Pour rejeter la demande de récompense formée par Mme [V] à l'encontre de M. [I] au titre du financement, par la communauté, du contrat FIP Avenir jusqu'à la date des effets du divorce, l'arrêt relève que les sommes futures sur lesquelles l'assuré dispose d'un droit au titre d'un tel contrat d'épargne retraite constituent des biens qui ont un caractère personnel ou des droits exclusivement attachés à la personne, et que M. [Ac] est fondé à soutenir qu'il n'est tenu à aucune récompense envers la communauté à ce titre.
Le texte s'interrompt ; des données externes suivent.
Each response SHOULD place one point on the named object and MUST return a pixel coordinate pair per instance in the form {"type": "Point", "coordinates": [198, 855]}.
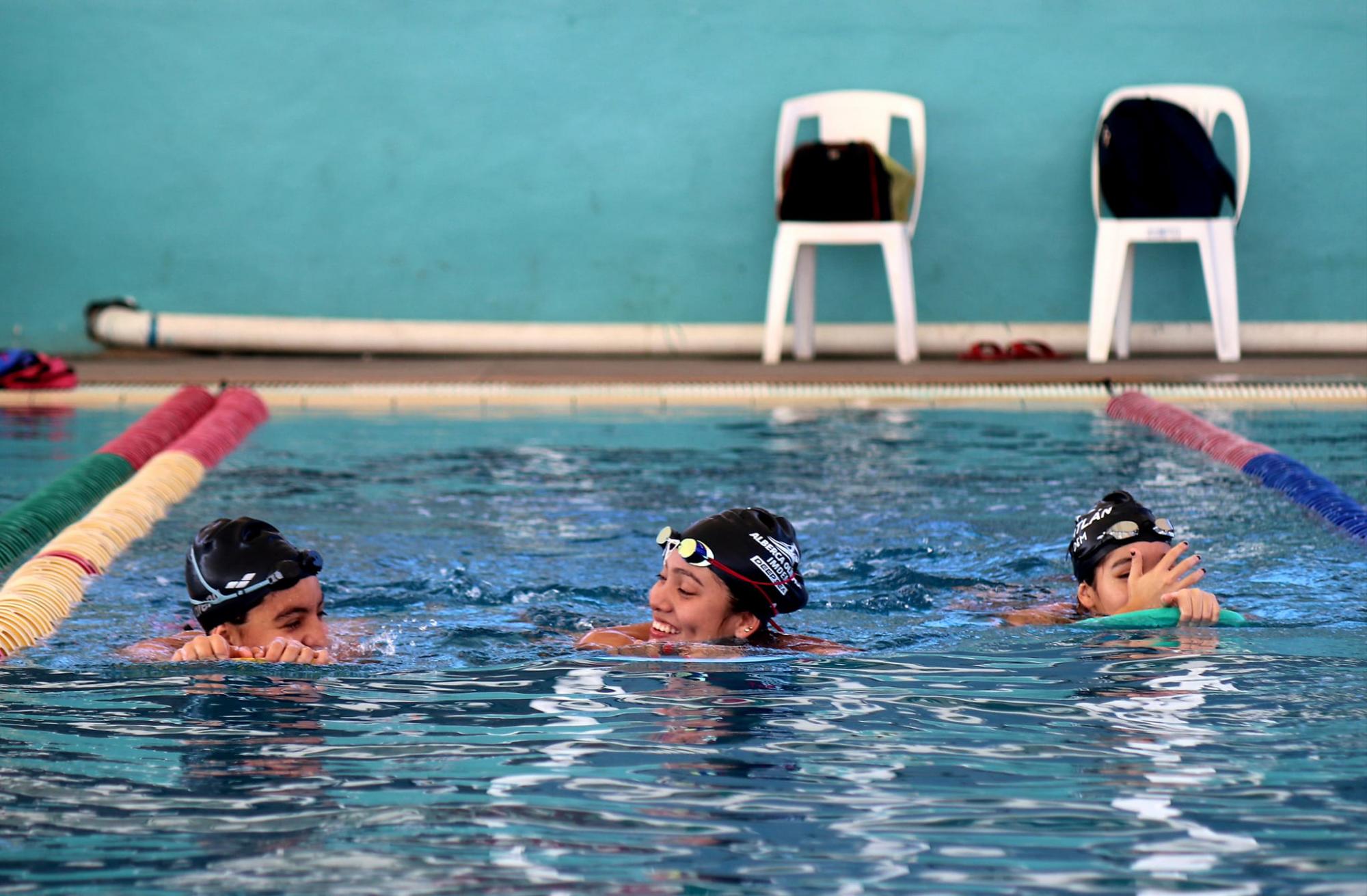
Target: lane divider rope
{"type": "Point", "coordinates": [1267, 465]}
{"type": "Point", "coordinates": [44, 590]}
{"type": "Point", "coordinates": [43, 514]}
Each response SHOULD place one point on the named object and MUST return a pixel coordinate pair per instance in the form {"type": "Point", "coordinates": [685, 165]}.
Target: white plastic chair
{"type": "Point", "coordinates": [1113, 269]}
{"type": "Point", "coordinates": [843, 116]}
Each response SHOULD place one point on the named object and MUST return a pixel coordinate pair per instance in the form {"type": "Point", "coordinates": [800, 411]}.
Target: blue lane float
{"type": "Point", "coordinates": [1275, 470]}
{"type": "Point", "coordinates": [1159, 618]}
{"type": "Point", "coordinates": [1310, 489]}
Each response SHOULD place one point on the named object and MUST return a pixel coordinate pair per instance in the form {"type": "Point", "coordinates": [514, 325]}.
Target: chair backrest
{"type": "Point", "coordinates": [1206, 103]}
{"type": "Point", "coordinates": [844, 116]}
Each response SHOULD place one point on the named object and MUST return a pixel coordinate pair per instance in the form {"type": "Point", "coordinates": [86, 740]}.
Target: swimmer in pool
{"type": "Point", "coordinates": [254, 593]}
{"type": "Point", "coordinates": [722, 582]}
{"type": "Point", "coordinates": [1124, 560]}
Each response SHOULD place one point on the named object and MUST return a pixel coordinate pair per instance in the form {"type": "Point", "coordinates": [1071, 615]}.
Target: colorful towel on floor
{"type": "Point", "coordinates": [24, 369]}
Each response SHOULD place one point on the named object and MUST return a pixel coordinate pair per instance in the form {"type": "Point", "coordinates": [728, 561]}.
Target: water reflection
{"type": "Point", "coordinates": [1153, 705]}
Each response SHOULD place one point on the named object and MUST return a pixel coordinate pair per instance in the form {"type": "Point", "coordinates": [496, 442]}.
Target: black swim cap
{"type": "Point", "coordinates": [234, 565]}
{"type": "Point", "coordinates": [1096, 533]}
{"type": "Point", "coordinates": [757, 555]}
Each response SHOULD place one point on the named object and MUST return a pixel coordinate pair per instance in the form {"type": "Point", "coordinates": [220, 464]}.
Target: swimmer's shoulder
{"type": "Point", "coordinates": [158, 649]}
{"type": "Point", "coordinates": [616, 637]}
{"type": "Point", "coordinates": [1060, 614]}
{"type": "Point", "coordinates": [807, 644]}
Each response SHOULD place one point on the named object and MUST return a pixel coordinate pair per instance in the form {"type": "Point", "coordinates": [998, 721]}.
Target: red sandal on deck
{"type": "Point", "coordinates": [985, 350]}
{"type": "Point", "coordinates": [1033, 350]}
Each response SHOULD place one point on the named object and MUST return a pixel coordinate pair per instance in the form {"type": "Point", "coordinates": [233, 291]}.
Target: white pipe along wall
{"type": "Point", "coordinates": [129, 327]}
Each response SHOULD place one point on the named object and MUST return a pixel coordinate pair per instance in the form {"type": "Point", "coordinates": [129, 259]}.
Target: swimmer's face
{"type": "Point", "coordinates": [692, 604]}
{"type": "Point", "coordinates": [295, 614]}
{"type": "Point", "coordinates": [1109, 590]}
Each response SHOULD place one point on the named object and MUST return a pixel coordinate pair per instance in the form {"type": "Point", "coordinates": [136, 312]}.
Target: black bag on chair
{"type": "Point", "coordinates": [836, 182]}
{"type": "Point", "coordinates": [1157, 160]}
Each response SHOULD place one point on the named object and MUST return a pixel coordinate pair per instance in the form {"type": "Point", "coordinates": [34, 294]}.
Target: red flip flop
{"type": "Point", "coordinates": [1033, 350]}
{"type": "Point", "coordinates": [985, 351]}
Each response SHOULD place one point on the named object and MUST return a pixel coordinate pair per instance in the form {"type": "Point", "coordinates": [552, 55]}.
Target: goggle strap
{"type": "Point", "coordinates": [768, 599]}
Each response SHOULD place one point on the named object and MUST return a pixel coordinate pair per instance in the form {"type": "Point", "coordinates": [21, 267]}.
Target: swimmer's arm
{"type": "Point", "coordinates": [807, 644]}
{"type": "Point", "coordinates": [1059, 614]}
{"type": "Point", "coordinates": [182, 647]}
{"type": "Point", "coordinates": [616, 637]}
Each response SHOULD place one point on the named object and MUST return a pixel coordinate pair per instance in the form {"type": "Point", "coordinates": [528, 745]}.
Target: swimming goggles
{"type": "Point", "coordinates": [308, 563]}
{"type": "Point", "coordinates": [694, 552]}
{"type": "Point", "coordinates": [1128, 529]}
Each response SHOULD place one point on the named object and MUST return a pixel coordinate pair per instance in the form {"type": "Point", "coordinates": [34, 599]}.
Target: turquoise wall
{"type": "Point", "coordinates": [612, 160]}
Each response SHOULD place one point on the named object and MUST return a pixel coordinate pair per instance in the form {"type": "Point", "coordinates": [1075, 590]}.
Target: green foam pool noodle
{"type": "Point", "coordinates": [1159, 618]}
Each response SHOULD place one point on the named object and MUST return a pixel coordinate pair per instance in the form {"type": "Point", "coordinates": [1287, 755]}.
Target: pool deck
{"type": "Point", "coordinates": [162, 368]}
{"type": "Point", "coordinates": [573, 383]}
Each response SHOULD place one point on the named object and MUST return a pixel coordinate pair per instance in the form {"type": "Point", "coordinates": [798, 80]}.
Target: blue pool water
{"type": "Point", "coordinates": [475, 752]}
En statuant ainsi, alors que l'époux ayant alimenté, par des deniers communs, un compte personnel d'épargne de retraite complémentaire en doit récompense à la communauté, la cour d'appel a violé le texte susvisé. »
Sur le premier point, l’erreur de la cour d’appel était évidente. Le compte retraite litigieux était personnel au mari, de sorte que l’épouse n’aurait aucun droit dessus, la retraite venue. Le droit à récompense au profit de la communauté est donc certain (v. Cass. civ. 1, 31 octobre 2007, n° 06-18.572, F-P+B N° Lexbase : A2383DZB).
(ii) « Il résulte des articles 815-9, alinéa 2 N° Lexbase : L9938HNE, 815-10, alinéa 2 N° Lexbase : L9939HNG, et 829 N° Lexbase : L9961HNA du Code civil que, l'indemnité d'occupation étant assimilée à un revenu accroissant à l'indivision, elle n'est plus due à celle-ci à compter de la date de la jouissance divise.
Pour dire que Mme [V] est redevable à l'indivision post-communautaire d'une indemnité de 525 euros par mois, du 1er juillet 2020 jusqu'au partage définitif, au titre de l'occupation de l'immeuble de [Adresse 3] au Maroc, l'arrêt retient que l'intéressée s'est comportée en propriétaire et occupante exclusive des lieux.
En statuant ainsi, alors qu'elle avait fixé la date de jouissance divise au 2 juillet 2014 et attribué le bien en cause à Mme [Ad], la cour d'appel a violé les textes susvisés. »
Sur le deuxième point, l’erreur n’est pas moins nette. La cour d’appel fixe la date de la jouissance divise au 2 juillet 2014. Or, il ne peut y avoir d’indemnité d’occupation due pour la période postérieure, dès lors que l’occupante est attributaire du bien dans le cadre du partage. C’est l’évidence même : la jouissance divise fait cesser l’état d’indivision (par définition) de sorte qu’aucune indemnité d’occupation ne peut être due, puisque l’attributaire du lot est chez lui (v. dans le même sens : Cass. civ. 1, 16 décembre 2020, n° 19-17.456, F-D N° Lexbase : A69234AN).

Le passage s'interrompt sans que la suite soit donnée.